RESTORING THE 1.2MB 5.25" FLOPPY DRIVE FROM MY 3174
The Hitachi floppy drive used in my 3174 controller is installed in a plastic enclosure that in turn is bolted into the drive frame in the controller. I removed the drive, then opened up the enclosure to remove the drive mechanism.
Hitachi 1.2MB drive in IBM plastic enclosure |
I carefully inspected the mechanism and the PCBs for signs of wear or damage. I applied +5 and +12V carefully to check for issues with the power supply, regulators or other circuitry. Everything looked good. I next used alcohol wipes to carefully clean the heads, as well as verifying smooth movement of the head assembly from track 00 to 79.
Bottom of the drive |
Top of the drive mechanism |
At this point I checked for correct operation when a diskette was inserted - permitting the lever to rotate and pushing the drive clamp and heads onto the magnetic surface. That too worked well so it was time to place the mechanism in the plastic enclosure and mount that back into the 3174
Testing the mechanism with media inserted |
BUYING APPROPRIATE MEDIA FOR THE DRIVE
The 1.2MB drives require a specific floppy media - double sided high density - in order to achieve the data density. I found some New-Old-Stock (NOS) media on eBay and had it ready to write diskette images onto.
Polaroid NOS media |
USING UTILITIES TO COPY THE GOTEK IMAGE TO THE PHYSICAL DRIVE
I had the real floppy drive cabled into the drive 1 position and one of the Gotek emulators cabled as drive 2. I set the Gotek to mount the Utility diskette image and IMLed from drive 2. This gave me the utilities menu.
Choice 3 is the Copy utility, which supports a range of copy activities include a fully disk to disk copy which is what I wanted.

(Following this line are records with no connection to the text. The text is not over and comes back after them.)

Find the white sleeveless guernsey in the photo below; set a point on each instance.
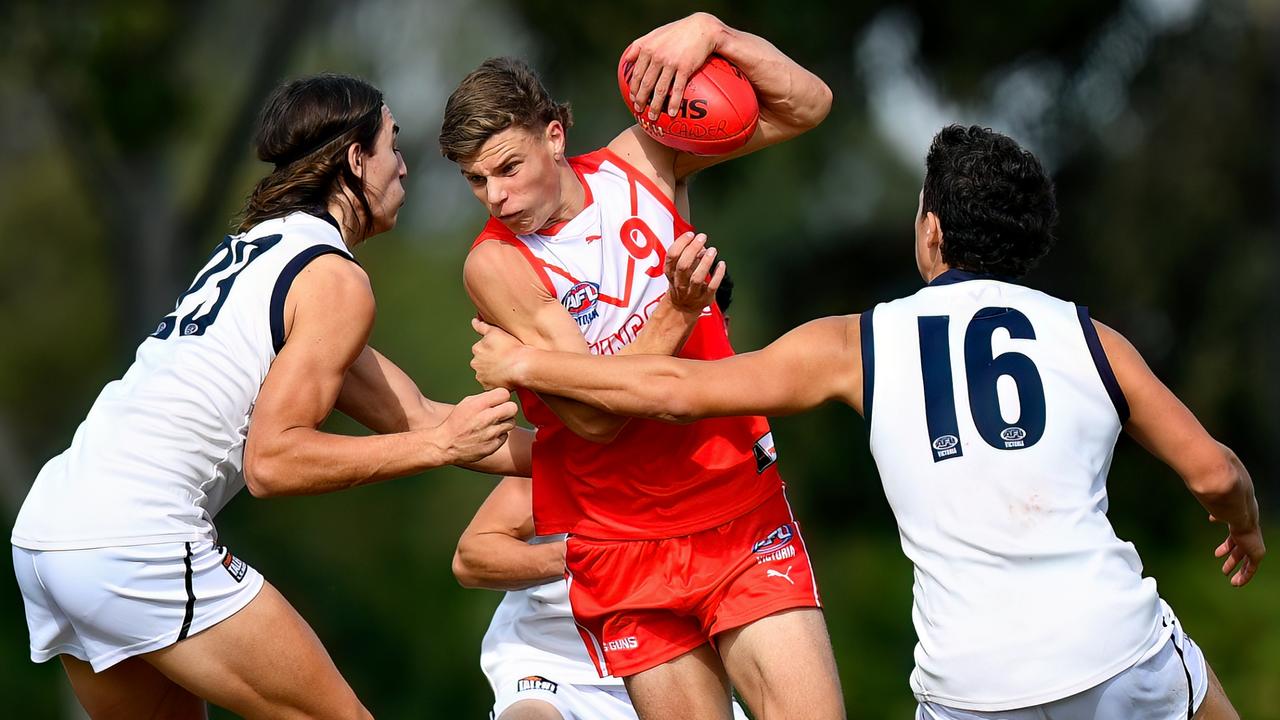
(161, 450)
(533, 633)
(993, 414)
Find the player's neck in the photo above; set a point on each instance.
(347, 224)
(935, 270)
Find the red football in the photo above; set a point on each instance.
(717, 114)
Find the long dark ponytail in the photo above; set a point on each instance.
(305, 130)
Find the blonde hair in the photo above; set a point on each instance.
(502, 92)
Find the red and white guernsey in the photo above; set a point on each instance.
(654, 479)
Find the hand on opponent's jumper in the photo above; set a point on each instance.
(689, 268)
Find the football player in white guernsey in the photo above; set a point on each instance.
(122, 573)
(996, 411)
(510, 141)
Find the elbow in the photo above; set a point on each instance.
(465, 572)
(600, 432)
(461, 570)
(1219, 479)
(263, 477)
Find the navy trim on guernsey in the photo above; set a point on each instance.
(868, 338)
(1104, 365)
(286, 279)
(956, 276)
(191, 600)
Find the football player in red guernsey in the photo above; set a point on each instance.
(688, 572)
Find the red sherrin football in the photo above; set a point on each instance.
(718, 113)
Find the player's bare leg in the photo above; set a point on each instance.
(1216, 705)
(784, 668)
(530, 710)
(264, 661)
(690, 687)
(131, 689)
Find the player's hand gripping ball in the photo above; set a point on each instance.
(717, 114)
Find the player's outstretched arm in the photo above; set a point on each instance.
(1170, 432)
(329, 313)
(809, 365)
(380, 396)
(792, 100)
(492, 551)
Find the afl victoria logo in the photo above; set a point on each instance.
(946, 442)
(581, 300)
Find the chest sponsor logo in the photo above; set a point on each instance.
(535, 683)
(1014, 437)
(583, 301)
(766, 452)
(945, 446)
(622, 643)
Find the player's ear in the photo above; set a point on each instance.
(932, 231)
(554, 137)
(356, 159)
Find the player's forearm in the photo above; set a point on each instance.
(515, 456)
(1225, 490)
(380, 396)
(790, 94)
(309, 461)
(502, 563)
(664, 333)
(644, 386)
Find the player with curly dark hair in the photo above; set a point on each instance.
(992, 197)
(996, 414)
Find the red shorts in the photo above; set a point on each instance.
(639, 604)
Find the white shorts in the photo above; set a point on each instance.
(1168, 684)
(574, 702)
(109, 604)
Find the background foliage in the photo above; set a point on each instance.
(126, 151)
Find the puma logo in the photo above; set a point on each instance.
(772, 573)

It will format a diskette as it writes, so no prep was needed for my new media. I told it to copy from drive 2 to drive 1, changed the Gotek to mount the Control image and let it rip.
The copy utility started at track 79 and worked its way down to 00 rather quickly and silently. In the picture above you can see the Gotek LCD peeking out in the upper slot, where it showed the track being accessed. The physical drive is lit as it has just read a track from the Gotek and was writing its contents to the same track number on the new media.
Copy utility doing full copy, currently on track 62 |
TESTING IML FROM THE FLOPPY DRIVE
After having copied the Control diskette image to one of my new floppies, I started a new copy and wrote the Utility diskette image to a second floppy. These sit in the tray on the controller in between the positions for floppy drives 1 and 2.
I hit the IML button on the controller, which causes it to attempt to IML from images starting with drive 1, then drive 2, then the hard drive if it exists. Since the Control floppy was mounted in drive 1, that began reading and the controller completed its boot sequence and self tests, ending about two and a quarter minutes after it began with the magic status number 3174 displayed on the front panel.
This is a video of the 3174 doing an IML from the floppy, continuing through all its configuration and self test before it becomes fully operational, which is indicated by the code 3174 displayed on the front operator panel. You can see a 3178 terminal attached to the controller running the online test here.
Never thought I’d see the fay when this stuff would be antiques!